Species of shrub endemic to Queensland, Australia

Grevillea reptans, also known as the Tin Can Bay grevillea, is a species of flowering plant in the family Proteaceae and is endemic to south-eastern Queensland. It is usually a prostrate shrub with long vine-like or arching branches, more or less linear leaves, and branched clusters of mauve-pink flowers.

==Description==
Grevillea reptans is usually a prostrate to arching sub-shrub that typically grows to a height of up to 30 cm and has long, pliable, vine-like or arching branches. The leaves are more or less linear, 6–12 mm long and 1–2 mm wide with the edges rolled under. The flowers are arranged on the ends of branches in branched clusters on a peduncle 10–40 mm long, each branch of the flowering clusters with 16 to 24 flowers on one side of the flowering rachis, the youngest flowers towards the ends of the rachis. The flowers are mauve-pink and woolly- to shaggy-hairy, the style becoming red as it ages, the pistil 7–9 mm long.

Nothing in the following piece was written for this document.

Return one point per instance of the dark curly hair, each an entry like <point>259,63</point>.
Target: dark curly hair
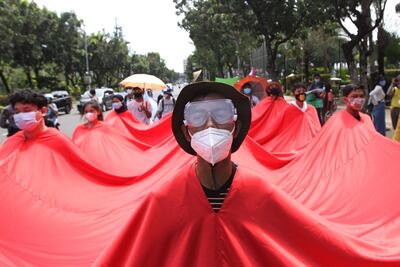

Flowering mainly occurs from August to November, and the fruit is a follicle 7–9 mm long.

==Taxonomy==
Grevillea reptans was first formally described in 2000 by Robert Owen Makinson in the Flora of Australia from specimens collected in 1966 by Clifford Gittins, near Howard, Queensland in Queensland. The specific epithet (reptans) means "creeping" or "crawling".

==Distribution and habitat==
Tin Can Bay grevillea grows in shrubby woodland and heathy wallum in scattered places between Burrum Heads, Tewantin and Cooloola National Park, north of Brisbane in south-eastern Queensland.